最高裁判所第三小法廷 平成21年(許)9号 決定 2009年6月30日
主文
原決定を破棄する。
理由
抗告代理人牧野茂,同高柳孔明の抗告理由について
本件は,名古屋高等裁判所の訴訟救助却下決定(同裁判所平成20年(ウ)第163号)に対し,同決定は憲法25条1項,32条及び76条に違反するとして抗告人が特別抗告をしたところ,原審が,上記特別抗告の理由は,実質的には法令違反をいうものにすぎず,民訴法336条1項に規定する事由に該当しないとして,上記特別抗告を却下する決定をしたため,抗告人が同決定に対して抗告をした事件である。

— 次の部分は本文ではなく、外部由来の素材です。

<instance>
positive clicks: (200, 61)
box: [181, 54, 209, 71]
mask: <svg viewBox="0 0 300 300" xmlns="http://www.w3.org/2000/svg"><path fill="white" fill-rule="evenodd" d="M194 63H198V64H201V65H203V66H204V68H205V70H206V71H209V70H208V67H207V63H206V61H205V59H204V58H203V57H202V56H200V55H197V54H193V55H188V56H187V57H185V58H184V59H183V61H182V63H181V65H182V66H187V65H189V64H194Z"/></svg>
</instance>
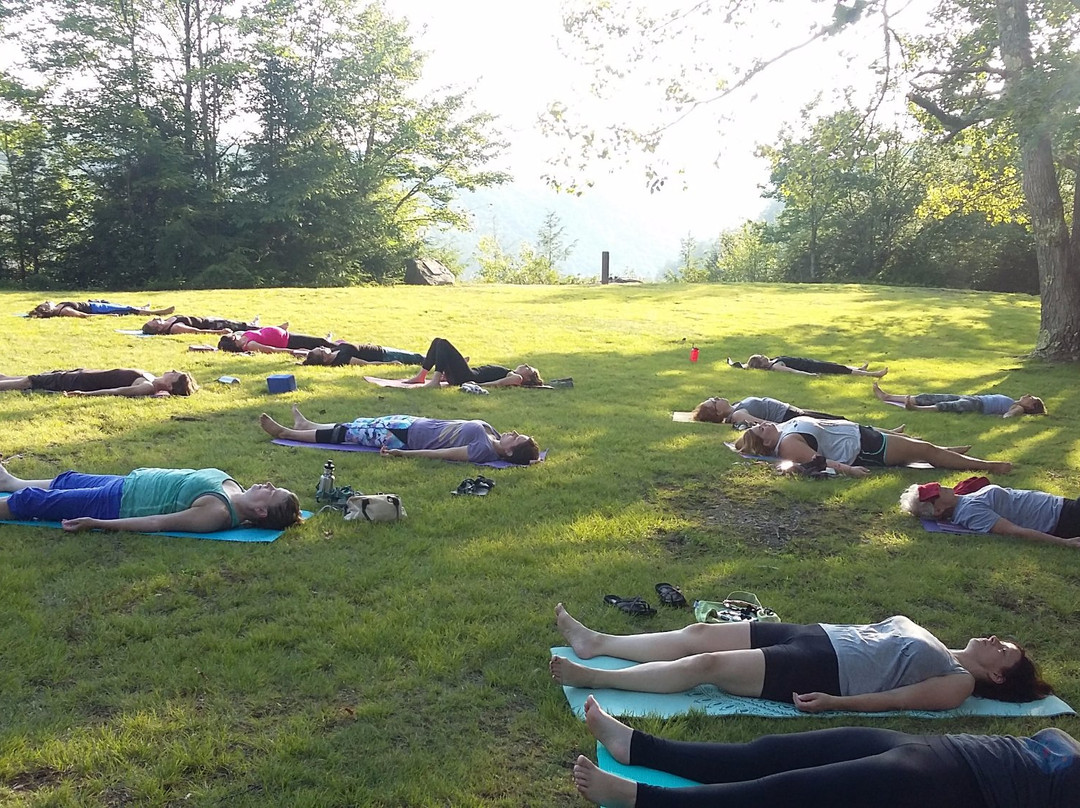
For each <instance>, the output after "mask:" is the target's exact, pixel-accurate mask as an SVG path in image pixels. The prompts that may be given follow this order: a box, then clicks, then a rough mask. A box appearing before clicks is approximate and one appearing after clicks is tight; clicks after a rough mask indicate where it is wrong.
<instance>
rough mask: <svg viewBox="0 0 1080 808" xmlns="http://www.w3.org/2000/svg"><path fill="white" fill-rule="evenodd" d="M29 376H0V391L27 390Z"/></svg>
mask: <svg viewBox="0 0 1080 808" xmlns="http://www.w3.org/2000/svg"><path fill="white" fill-rule="evenodd" d="M29 389H30V377H29V376H3V375H0V390H29Z"/></svg>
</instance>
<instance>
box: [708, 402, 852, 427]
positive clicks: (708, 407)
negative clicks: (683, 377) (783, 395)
mask: <svg viewBox="0 0 1080 808" xmlns="http://www.w3.org/2000/svg"><path fill="white" fill-rule="evenodd" d="M802 415H809V416H811V417H812V418H827V419H832V420H843V416H840V415H829V414H828V413H818V412H814V410H812V409H802V408H800V407H797V406H795V405H794V404H788V403H787V402H786V401H778V400H777V399H769V398H758V396H756V395H747V396H746V398H745V399H741V400H740V401H737V402H735V403H734V404H732V403H731V402H729V401H728V400H727V399H724V398H720V396H718V395H714V396H713V398H711V399H705V400H704V401H703V402H701V404H699V405H698V406H696V407H694V408H693V412H692V413H691V414H690V418H691V419H692V420H696V421H707V422H711V423H731V425H732V426H737V427H738V426H747V427H752V426H754V425H755V423H761V422H762V421H770V422H772V423H783V422H784V421H789V420H791V419H792V418H798V417H799V416H802Z"/></svg>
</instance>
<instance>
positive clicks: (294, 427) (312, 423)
mask: <svg viewBox="0 0 1080 808" xmlns="http://www.w3.org/2000/svg"><path fill="white" fill-rule="evenodd" d="M336 426H337V425H336V423H316V422H315V421H312V420H309V419H308V418H307V417H306V416H305V415H303V413H301V412H300V408H299V407H298V406H296V404H294V405H293V429H334V427H336Z"/></svg>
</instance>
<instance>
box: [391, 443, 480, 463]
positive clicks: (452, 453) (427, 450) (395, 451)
mask: <svg viewBox="0 0 1080 808" xmlns="http://www.w3.org/2000/svg"><path fill="white" fill-rule="evenodd" d="M379 454H380V455H382V456H383V457H430V458H434V459H436V460H459V461H461V462H468V461H469V449H468V448H465V447H464V446H454V447H451V448H448V449H388V448H387V447H386V446H383V447H382V448H381V449H379Z"/></svg>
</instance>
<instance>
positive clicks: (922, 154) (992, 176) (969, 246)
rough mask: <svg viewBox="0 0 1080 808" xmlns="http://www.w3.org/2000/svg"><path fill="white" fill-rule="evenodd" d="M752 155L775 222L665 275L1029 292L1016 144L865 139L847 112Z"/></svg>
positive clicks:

特別抗告の理由として形式的には憲法違反の主張があるが,それが実質的には法令違反の主張にすぎない場合であっても,最高裁判所が当該特別抗告を棄却することができるにとどまり(民訴法336条3項,327条2項,317条2項),原裁判所が同法336条3項,327条2項,316条1項によりこれを却下することはできないと解すべきであるから,抗告人の特別抗告を却下した原審の上記判断には,裁判に影響を及ぼすことが明らかな法令の違反がある(上告の場合につき,最高裁平成10年(ク)第646号同11年3月9日第三小法廷決定・裁判集民事192号99頁参照)。論旨は理由があり,原決定は破棄を免れない。
よって,裁判官全員一致の意見で,主文のとおり決定する。